I charge you in the presence of God and of Christ Jesus, who is to judge the living and the dead, and by His appearing and His kingdom: preach the word; be ready in season and out of season; reprove, rebuke, and exhort, with complete patience and teaching. For the time is coming when people will not endure sound teaching, but having itching ears they will accumulate for themselves teachers to suit their own passions, and will turn away from listening to the truth and wander off into myths. As for you, always be sober-minded, endure suffering, do the work of an evangelist, fulfill your ministry.  For I am already being poured out as a drink offering, and the time of my departure has come. I have fought the good fight, I have finished the race, I have kept the faith. Henceforth there is laid up for me the crown of righteousness, which the Lord, the righteous judge, will award to me on that Day, and not only to me but also to all who have loved His appearing.
~ paul, The Least of the Apostles, to young Timothy in 2 Timothy 4

Oh beloved, it is true.  There is an epic and final battle in our belief.

Belief.

Everything in us screams out that we must now:
Pick up the pace
Try harder
Be more righteous
Please G_d with our lives
Stop being bad
And on and on and on and on….

And these things are true.  But, we can miss the path to them entirely so very easily.  And this is were the final battle begins.  And it is a battle that simply cannot be won.  It is a battle that must be lost for us to even think about actually becoming victorious in any real sense.

The vestiges of self in a believer assert loudly that we must somehow control our behavior to stay within the good grace that He has poured out into our lives.  But the problem with self is that it is – by its very nature – completely, absolutely and profoundly unable to control its own behavior.  And it will, in fact, completely, and absolutely and profoundly fail in any attempts to be truly good.

And this is very good news.

Can we see it?  The good fight that Paul was waging was that we might put on the righteousness of G_d by believing in Him – and Him alone.    And in this belief, coming to a place where G_d Himself even lives out His righteousness in us and through us continually.

It was not the fight to be good.  
It was not the fight against a corrupt culture and world.  
And it certainly was not a fight against a broken political system.

It WAS the fight against the old man within him that wanted to assert its wants and lusts and misdirected thoughts that it could somehow be good enough for a blindingly perfect and holy G_d.  And this is the fight that Paul, by Grace alone, won.

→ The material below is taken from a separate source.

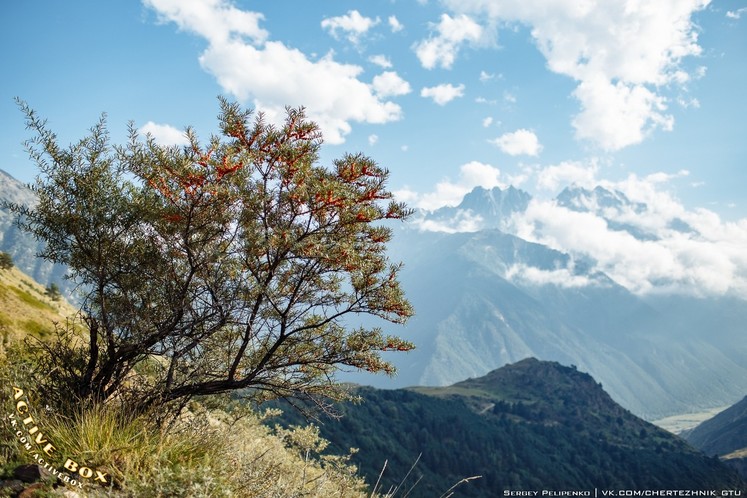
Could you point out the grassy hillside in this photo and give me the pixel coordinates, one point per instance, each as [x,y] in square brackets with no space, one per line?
[26,310]
[225,451]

Have no doubt friends.  It is significantly easier to take up the battle against some cultural shortfall than it is to slay this one last real dragon.  And this is why so many Christians never really are able to really win any real fight in their lives.  For, dying to self is this one last battle.  It is a final, and hyper-violent act of obedience.  However, once this battle is won, victory is assured on every front – in every theater of operations – from now on.

Fight on believer.

Jesus invited us, not to a picnic, but to a pilgrimage; not to a frolic, but to a fight. He offered us, not an excursion, but an execution. Our Savior said that we would have to be ready to die to self, sin, and the world.